- cross-posted to:
- science@lemmy.ml
- astronomy@mander.xyz
- cross-posted to:
- science@lemmy.ml
- astronomy@mander.xyz
If they’d been more careful, they wouldn’t have lost it in the first place.
They keep saying gas, is this like hydrogen? If I put a spark to one of these would the whole thing catch fire?
They are also saying 10 million degrees, is that a typo? How does that compare to the temperature of most stars?
yeah it’s mostly hydrogen but it wont burn cuz there’s no oxygen in space lol. the 10 million degrees isn’t a typo - it’s actually a super-hot plasma at that point, not really a gas anymore. our sun’s core is around 15 million degrees for comparision.
To your first question:
Yes, it is hydrogen, or at least, that is what they measured, the hydrogen component, and hydrogen is… something like 97% or 98% of the normal mass (ordinary matter) in the universe.
No, a spark would not light a cloud of hydrogen, in space, on fire.
That is because hydrogen requires oxygen to combust.
Space is not our atmosphere, and there is very, very little ambient oxygen in space.
…
Second question:
So that given temp of ~10 million degrees… is in Kelvin.

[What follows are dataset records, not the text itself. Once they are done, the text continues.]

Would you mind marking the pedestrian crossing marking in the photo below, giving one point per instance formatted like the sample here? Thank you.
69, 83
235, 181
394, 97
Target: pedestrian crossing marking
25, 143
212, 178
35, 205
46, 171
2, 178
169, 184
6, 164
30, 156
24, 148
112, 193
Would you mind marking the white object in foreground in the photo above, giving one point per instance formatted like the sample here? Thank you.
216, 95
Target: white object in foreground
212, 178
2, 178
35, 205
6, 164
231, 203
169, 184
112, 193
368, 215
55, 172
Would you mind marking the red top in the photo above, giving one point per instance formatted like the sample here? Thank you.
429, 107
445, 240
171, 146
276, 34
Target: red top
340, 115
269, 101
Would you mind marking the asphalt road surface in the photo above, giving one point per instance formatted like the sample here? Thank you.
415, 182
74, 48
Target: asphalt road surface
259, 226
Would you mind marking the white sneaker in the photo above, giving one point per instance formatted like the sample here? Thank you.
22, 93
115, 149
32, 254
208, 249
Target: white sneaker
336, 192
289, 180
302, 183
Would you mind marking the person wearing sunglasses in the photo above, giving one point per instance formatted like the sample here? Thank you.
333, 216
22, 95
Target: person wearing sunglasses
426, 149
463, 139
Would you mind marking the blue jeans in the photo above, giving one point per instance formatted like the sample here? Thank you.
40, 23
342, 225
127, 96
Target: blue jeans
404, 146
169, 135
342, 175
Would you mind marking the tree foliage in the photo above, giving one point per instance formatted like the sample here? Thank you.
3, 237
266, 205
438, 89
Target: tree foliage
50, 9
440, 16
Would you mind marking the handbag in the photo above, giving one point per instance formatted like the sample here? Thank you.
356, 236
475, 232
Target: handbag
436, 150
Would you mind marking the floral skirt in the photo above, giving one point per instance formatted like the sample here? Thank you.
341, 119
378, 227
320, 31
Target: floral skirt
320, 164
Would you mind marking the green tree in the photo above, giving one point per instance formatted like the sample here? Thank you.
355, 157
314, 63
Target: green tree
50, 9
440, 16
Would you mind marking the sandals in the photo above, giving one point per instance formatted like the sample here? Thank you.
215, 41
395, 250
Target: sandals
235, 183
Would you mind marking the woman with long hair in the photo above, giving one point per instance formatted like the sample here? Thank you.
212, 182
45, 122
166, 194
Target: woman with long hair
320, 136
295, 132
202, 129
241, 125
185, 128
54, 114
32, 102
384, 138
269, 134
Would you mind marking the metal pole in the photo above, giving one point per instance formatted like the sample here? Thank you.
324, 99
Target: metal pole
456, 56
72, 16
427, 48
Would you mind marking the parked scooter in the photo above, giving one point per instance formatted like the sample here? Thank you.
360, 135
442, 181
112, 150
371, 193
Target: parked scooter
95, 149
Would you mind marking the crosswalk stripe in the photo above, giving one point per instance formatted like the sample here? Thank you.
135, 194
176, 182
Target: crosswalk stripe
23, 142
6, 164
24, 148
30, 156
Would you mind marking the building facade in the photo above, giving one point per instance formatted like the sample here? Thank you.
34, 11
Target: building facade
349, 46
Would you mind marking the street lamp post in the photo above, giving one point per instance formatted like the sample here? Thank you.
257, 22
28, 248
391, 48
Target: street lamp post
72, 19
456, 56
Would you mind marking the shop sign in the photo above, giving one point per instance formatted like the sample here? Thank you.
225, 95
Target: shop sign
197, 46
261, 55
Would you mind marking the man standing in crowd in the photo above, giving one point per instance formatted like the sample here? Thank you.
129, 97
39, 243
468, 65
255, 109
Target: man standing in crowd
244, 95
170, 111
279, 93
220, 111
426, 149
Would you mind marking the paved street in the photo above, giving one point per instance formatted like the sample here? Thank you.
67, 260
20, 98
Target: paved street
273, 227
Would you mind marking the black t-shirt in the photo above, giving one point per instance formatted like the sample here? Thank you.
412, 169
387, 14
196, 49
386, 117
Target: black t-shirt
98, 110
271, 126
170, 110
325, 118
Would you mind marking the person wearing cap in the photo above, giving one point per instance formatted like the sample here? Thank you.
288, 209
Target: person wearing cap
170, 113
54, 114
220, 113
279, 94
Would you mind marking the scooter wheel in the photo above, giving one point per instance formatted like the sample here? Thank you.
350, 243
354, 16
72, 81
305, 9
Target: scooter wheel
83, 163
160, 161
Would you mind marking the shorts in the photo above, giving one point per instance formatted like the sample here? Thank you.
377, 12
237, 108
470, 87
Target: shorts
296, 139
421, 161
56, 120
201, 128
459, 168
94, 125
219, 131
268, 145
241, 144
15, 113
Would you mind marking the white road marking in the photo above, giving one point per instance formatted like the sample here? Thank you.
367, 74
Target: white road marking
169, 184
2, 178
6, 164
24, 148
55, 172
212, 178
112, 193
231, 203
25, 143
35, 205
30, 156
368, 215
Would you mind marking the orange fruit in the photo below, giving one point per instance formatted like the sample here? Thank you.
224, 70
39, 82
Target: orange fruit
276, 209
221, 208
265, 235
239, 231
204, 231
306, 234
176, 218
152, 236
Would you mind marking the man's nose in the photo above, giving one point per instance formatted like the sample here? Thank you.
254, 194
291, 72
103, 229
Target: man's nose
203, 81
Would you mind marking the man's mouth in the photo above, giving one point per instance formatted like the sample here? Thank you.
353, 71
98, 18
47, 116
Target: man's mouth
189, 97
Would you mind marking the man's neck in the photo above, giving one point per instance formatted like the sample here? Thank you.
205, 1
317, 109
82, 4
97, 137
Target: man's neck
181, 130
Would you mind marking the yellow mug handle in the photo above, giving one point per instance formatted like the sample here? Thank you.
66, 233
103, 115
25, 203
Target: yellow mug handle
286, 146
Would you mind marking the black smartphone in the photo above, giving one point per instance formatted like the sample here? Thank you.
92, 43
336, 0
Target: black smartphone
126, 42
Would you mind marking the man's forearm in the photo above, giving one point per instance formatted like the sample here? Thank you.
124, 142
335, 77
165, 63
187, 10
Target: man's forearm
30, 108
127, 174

It is not an error.
Our Sun varies from about 15 million K in its inner core, to about 5.5k K on its surface.
The entire way they are measuring this giant cloud tendril is very much reliant on X-Ray band emissions.
If a cloud of Hydrogen is approximately 10 million Kelvin, it will be a highly energetic plasma, with electrons and protons smashing into each other and emitting x-rays.
So… its more like a plasma cloud than a gas cloud.
…
Now this part is where we start to exceed my grasp on astrophysics, but uh…
I think, basically, what is going on here is that… these filaments of super hot hydrogen plasma, which connect galaxies, but have no stars in them…
This is left over super high energy hydrogen plasma from the earlier universe, that did not manage to become dense enough to form stars and galaxies… and basically got accelerated by star formation and eventually galaxies rotating… but didn’t get included in said stars and galaxies, sort of got thrown out, and then just got stretched out further and further as the universe aged, and galaxies spread apart from each other.
So it is both very non dense, and also very high energy.
…
If you’ve ever played some kind of spaceflight type video game, and gone into a ‘gas’ cloud, except this one is making all your radiation alarms go crazy, eats through your hull, nullifies your shield, etc?
Yeah, that’s maybe a more relatable way of grasping what this stuff is?
More realistically, it would likely be so sparse, so non dense, you wouldn’t be able to even visually see it…
Though, the constant bursts of X Rays may basically be temporarily blinding you or appearing as extremely bright dots and specs in a human’s optical perception, sort of like how a digital camera freaks out when something is so visually bright it breaks its output.
And that would be as you are approaching it. If you were significantly in the plasma cloud… you would probably just melt/disintegrate if you were close enough to it, or inside it, for too long… it is 10 million degrees K, after all.
I hope my socks are in there. And the pencil box I had when I was in 5th grade.